New IVF Cycle
At Ashvini IVF Centre each patient is taken care of and treated individually and with special plans to make the treatment a success. But one can learn about a generalized treatment cycle in this section. The medical professionals will provide the patients with specific timeline. Following is a standard IVF cycle -
Workup and Counselling -
When you are ready to start treatment you should fix an appointment with our consultant to confirm that all tests have been conducted and to get your special treatment plan. Screening tests will be checked and sometimes repeated. A short video film will be shown on the entire IVF procedure for additional information.
The tests that are done and may be repeated to re-confirm are -
For Female partner -
- Complete Hemogram, Urea, SGPT and Blood Sugar.
- Hepatitis B [ HBsAg ]
For Male partner -
- Sperm test within 6 months
- Hepatitis B
Occassionally the male partner may be unable to produce semen sample at the point of time of the IVF cycle, which may lead to cancellation of the cycle. To aviod this, the sperm can be oryopreserved, i.e. collected and stored in advance and can be used in the future for months together.
The Female partner is generally put on a low dose oral contraceptive pill period after her menses. This is done to help in planning the treatment cycle and to avoid unnecessary delays.
Couples with infertility problems are seen to be are under stress as they face many frustrations and disappointments. IVF treatment can itself be emotionally and physically taxing and the uncertainty while waiting for result can be very stressful. We recognize this and assure you of making your treatment at Ashvini IVF Center stress free. The Counselor will be available to help you at any stage of treatment.
Controlled Ovarian Stimulation -
To stimulate the ovaries to produce several eggs than the normal one, drugs are used. Several eggs are needed to increase the chances of pregnancy. Many variations are used depending on the patient. After examining the patient and based on the various reports the patient will be advised the drugs and its dosage. Commonly there are three types of protocols, viz., Long, short and Antagonist. There are two types of drugs, viz., Recombinant and Urinary. The cost of the treatment and to some extent the success rate depends on the drugs used.
Long Protocol -
Female patient undergoing the Long Protocol are given the injections on the 21st day of the previous cycle, i.e. when about 4 - 5 oral pills are left. Patient is asked to visit IVF center on the 2nd or 3rd day of her next period for starting the actual ovarian stimulation. Sonography and sometimes a blood test is done and then the actual stimulation is started.
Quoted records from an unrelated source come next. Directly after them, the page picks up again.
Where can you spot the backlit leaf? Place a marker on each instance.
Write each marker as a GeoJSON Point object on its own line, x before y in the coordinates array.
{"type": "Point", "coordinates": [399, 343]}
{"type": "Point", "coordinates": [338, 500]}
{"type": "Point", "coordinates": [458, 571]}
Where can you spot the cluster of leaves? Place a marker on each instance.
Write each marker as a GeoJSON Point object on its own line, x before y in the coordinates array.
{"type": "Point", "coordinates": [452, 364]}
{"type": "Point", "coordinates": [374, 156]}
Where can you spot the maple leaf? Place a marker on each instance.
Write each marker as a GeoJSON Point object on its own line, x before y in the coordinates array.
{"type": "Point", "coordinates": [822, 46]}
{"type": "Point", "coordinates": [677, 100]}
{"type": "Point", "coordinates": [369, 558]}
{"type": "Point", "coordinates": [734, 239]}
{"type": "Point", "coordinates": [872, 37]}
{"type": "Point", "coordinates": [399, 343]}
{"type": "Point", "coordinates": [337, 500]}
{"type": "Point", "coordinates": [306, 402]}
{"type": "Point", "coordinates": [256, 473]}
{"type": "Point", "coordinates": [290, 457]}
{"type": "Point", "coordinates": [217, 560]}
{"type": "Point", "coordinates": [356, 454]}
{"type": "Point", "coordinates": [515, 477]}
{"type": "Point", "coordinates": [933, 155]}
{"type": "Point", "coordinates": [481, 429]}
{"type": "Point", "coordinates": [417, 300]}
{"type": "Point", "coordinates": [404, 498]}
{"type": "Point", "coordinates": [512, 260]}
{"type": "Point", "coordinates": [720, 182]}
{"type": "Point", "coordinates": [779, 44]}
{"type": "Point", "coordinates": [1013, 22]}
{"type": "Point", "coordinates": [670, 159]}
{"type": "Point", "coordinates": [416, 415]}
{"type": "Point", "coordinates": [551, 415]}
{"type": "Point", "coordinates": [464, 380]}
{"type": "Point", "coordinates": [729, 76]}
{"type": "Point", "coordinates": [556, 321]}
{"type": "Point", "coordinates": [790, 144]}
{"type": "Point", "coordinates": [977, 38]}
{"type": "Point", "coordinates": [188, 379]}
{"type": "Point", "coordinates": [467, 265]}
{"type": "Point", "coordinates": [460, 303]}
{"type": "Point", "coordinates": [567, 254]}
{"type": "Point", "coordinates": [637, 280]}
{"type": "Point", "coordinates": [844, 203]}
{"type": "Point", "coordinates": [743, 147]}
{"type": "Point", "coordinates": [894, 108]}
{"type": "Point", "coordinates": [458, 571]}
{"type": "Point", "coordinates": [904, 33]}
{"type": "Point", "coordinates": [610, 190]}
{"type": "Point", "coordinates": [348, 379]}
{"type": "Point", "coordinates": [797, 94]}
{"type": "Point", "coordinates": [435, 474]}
Short / Antagonist Protocol -
All the injections are started on the second day of the period in case of female patients on the Short or antagonist protocol.
Drug Treatment -
The injections are given from the 2nd day of the cycle and lasts for about 9 to 12 days daily till the eggs become mature as determined by ultrasound examination and if required, a blood test. Slight discomfort and some mid side effects may occur. The main serious side effect is over stimulation, which is severe in about 1 in 100 stimulated cycles.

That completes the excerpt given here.